Reputation: 1487
I'm currently making a Web Crawler in C#, and I have a method that receives HTML strings, extracts links from them and inserts the links into the list of all the links captured.
Since it is multi-threaded, I have used locks to prevent the list of all the strings to be accessed from a few different threads at the same time.
Which is better to do with locks?
This:
void ProcessHTML(string HTML)
{
List<string> Links = GetLinks(HTML);
for (int i = 0; i < Links.Count; i++)
{
lock (WebsitesHash)
{
lock (AllLinks)
{
if (!WebsitesHash.ContainsKey(Links[i]))
{
WebsitesHash[Links[i]] = true;
AllLinks.Add(Links[i]);
}
}
}
}
}
Or this:
void ProcessHTML(string HTML)
{
List<string> Links = GetLinks(HTML);
lock (WebsitesHash)
{
lock (AllLinks)
{
for (int i = 0; i < Links.Count; i++)
{
if (!WebsitesHash.ContainsKey(Links[i]))
{
WebsitesHash[Links[i]] = true;
AllLinks.Add(Links[i]);
}
}
}
}
}
Which is generally considered better to do - lock in each iteration, or lock all the iterations?

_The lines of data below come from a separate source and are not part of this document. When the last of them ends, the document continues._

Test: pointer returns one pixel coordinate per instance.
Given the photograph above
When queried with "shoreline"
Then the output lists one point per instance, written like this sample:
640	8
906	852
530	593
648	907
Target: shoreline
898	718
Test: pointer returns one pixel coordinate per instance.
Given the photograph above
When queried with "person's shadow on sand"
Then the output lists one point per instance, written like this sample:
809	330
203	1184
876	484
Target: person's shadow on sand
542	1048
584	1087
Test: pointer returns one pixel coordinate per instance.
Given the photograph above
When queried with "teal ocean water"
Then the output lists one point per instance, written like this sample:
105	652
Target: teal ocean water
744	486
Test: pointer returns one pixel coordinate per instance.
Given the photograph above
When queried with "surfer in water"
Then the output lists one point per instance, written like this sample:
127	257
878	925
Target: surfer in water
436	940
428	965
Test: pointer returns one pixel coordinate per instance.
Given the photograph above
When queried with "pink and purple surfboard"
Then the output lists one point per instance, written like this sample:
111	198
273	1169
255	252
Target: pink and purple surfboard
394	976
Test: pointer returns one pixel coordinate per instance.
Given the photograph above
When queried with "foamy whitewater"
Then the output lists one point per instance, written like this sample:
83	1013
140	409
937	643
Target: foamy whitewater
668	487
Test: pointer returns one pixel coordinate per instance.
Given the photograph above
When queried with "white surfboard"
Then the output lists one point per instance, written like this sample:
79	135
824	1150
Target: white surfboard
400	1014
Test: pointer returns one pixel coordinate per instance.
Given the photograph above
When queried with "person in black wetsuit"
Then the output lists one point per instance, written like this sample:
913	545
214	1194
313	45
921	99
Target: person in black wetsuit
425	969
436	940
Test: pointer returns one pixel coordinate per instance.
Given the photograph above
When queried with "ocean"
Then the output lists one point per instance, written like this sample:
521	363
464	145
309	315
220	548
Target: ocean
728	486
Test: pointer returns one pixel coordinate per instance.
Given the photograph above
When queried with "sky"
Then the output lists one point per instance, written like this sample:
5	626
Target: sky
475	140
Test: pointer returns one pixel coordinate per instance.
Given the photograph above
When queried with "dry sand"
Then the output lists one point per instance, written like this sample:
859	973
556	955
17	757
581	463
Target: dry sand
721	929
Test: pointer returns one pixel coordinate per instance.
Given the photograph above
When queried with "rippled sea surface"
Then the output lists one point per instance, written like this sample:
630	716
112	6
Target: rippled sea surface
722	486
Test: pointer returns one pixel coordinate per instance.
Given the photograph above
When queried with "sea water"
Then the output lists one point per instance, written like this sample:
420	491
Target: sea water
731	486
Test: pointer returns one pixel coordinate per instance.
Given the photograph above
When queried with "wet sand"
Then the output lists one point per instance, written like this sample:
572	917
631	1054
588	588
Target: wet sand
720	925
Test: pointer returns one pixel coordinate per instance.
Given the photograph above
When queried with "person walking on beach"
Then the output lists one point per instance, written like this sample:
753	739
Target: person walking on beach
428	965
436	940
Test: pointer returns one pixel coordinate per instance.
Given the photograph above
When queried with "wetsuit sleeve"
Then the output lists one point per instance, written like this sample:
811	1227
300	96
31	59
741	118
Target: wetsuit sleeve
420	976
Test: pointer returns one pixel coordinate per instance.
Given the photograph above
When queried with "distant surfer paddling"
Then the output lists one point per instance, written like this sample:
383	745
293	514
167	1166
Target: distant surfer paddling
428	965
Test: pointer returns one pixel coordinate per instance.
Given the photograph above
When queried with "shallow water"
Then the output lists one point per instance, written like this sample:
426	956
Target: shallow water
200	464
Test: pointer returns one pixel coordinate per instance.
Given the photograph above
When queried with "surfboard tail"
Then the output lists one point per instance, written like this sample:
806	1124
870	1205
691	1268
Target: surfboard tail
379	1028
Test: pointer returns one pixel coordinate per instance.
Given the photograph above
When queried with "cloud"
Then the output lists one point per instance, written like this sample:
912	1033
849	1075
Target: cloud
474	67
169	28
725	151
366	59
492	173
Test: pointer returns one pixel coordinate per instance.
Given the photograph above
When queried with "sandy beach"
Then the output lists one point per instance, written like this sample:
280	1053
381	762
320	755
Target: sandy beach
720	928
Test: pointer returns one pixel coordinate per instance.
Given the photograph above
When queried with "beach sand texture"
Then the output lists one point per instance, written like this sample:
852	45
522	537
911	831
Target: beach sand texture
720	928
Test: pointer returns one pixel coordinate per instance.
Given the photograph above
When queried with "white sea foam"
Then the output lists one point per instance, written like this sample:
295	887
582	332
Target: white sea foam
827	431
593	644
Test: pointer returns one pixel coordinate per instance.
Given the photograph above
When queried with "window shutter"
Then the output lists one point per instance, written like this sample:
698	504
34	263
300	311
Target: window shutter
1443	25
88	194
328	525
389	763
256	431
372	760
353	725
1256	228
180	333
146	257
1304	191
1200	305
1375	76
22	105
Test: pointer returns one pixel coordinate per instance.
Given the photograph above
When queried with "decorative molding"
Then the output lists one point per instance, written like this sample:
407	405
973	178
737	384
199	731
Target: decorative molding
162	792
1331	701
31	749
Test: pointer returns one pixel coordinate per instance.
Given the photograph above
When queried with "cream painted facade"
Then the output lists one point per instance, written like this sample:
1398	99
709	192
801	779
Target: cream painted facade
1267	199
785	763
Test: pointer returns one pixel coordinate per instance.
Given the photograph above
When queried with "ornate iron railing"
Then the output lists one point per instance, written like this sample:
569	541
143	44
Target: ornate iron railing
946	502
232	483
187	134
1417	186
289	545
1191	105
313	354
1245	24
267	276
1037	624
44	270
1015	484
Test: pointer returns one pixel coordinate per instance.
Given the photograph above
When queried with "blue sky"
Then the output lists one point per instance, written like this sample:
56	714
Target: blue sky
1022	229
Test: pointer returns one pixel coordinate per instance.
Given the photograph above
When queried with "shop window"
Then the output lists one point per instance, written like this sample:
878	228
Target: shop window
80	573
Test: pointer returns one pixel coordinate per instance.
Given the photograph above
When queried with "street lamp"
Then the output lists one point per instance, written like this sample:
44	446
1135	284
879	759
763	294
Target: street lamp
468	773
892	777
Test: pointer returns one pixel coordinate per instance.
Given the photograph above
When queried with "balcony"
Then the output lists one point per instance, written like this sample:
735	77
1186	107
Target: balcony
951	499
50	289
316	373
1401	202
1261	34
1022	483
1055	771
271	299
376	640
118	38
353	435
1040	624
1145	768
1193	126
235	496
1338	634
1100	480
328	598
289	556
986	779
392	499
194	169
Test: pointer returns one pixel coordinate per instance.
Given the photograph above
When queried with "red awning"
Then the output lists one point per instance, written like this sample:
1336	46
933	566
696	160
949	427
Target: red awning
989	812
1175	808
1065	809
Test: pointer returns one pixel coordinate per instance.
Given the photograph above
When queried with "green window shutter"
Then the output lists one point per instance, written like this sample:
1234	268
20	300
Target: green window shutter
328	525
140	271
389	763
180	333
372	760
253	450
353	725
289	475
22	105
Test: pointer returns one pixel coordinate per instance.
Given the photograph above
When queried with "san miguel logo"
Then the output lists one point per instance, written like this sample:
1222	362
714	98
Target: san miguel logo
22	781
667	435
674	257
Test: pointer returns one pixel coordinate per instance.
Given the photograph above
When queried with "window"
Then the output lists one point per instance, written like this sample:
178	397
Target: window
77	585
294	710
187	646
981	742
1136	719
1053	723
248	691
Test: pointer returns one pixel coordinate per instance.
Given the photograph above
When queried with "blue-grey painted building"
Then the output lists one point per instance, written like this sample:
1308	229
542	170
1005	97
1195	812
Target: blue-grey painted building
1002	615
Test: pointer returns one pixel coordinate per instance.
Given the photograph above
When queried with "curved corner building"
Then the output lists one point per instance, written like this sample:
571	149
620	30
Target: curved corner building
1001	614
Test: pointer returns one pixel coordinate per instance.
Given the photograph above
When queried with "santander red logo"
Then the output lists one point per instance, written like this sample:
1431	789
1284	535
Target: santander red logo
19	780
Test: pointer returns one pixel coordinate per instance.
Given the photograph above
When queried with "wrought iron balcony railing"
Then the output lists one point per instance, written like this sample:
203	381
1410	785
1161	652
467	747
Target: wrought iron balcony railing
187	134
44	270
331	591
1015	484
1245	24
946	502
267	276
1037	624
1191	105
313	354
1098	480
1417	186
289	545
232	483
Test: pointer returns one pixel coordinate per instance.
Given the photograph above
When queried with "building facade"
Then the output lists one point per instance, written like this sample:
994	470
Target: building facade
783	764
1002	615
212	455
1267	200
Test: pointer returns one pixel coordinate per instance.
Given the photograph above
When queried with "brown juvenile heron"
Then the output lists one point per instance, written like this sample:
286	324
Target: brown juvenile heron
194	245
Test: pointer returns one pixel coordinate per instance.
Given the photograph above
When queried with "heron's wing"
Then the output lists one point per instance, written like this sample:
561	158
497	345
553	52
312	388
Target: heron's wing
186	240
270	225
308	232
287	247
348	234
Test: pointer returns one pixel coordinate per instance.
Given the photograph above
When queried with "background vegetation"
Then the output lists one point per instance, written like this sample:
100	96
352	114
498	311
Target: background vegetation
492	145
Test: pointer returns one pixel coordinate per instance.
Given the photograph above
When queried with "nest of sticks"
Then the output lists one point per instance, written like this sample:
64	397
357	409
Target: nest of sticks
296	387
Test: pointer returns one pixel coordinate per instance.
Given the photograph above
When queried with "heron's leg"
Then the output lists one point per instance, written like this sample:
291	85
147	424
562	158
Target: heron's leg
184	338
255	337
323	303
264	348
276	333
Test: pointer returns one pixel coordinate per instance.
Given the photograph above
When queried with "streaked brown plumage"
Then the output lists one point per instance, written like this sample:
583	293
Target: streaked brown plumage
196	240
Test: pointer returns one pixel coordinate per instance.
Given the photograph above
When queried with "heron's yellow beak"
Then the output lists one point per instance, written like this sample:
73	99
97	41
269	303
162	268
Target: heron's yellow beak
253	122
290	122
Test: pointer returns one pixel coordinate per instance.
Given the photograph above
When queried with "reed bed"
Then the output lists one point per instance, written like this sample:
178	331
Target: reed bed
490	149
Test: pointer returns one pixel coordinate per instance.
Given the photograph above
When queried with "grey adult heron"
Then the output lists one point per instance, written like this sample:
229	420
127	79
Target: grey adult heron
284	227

Other code that might be relevant:
void StartCrawl(string Seed)
{
AllLinks.Capacity = 1000 * 1000 * 10;
StreamWriter Log = new StreamWriter(File.Open("Websites.txt", FileMode.Append));
string HTML = GetHTML(Seed);
ProcessHTML(HTML);
for (int i = 0; i < AllLinks.Count; i++)
{
if (!Work)
{
Log.Close();
WebsitesHash = new Dictionary<string, bool>();
break;
}
Log.WriteLine(AllLinks[i]);
websText.Text = AllLinks.Count + "";
try { HTML = GetHTML(AllLinks[i]); }
catch { continue; }
Thread Parser = new Thread(() => ProcessHTML(HTML));
Parser.Start();
}
}
Upvotes: 4
Views: 2704
Reputation: 186
Let AllLinks is global storage of links:
public List<string> AllLinks = new List<string>();
Use List.BinarySearch method somewhere in code for adding new link:
// "link" contain string of html link
lock(AllLinks)
{
int index = AllLinks.BinarySearch(link);
if( index < 0 )
{ // link is not in AllLinks
AllLinks.Add(~index, link);
}
else
{ // link exist, "index" contain its position in list
// ...
}
}
I think that WebsitesHash object is not necessary.
UPD Additional advantage of using BinarySearch is the sorted state of AllLinks.
Upvotes: 1
Reputation: 273524
In this case, it won't matter a whole lot.
The links are retreived outside the lock so the only action is adding a handful strings to a list. That is very small so the question is moot.
If the amount of work was larger, locking inside the loop would have been preferable.
And although locks are cheap, you can optimize a little by locking just once. You can use a private object lockObject = new object();
to be clearer about the protocol.
Upvotes: 2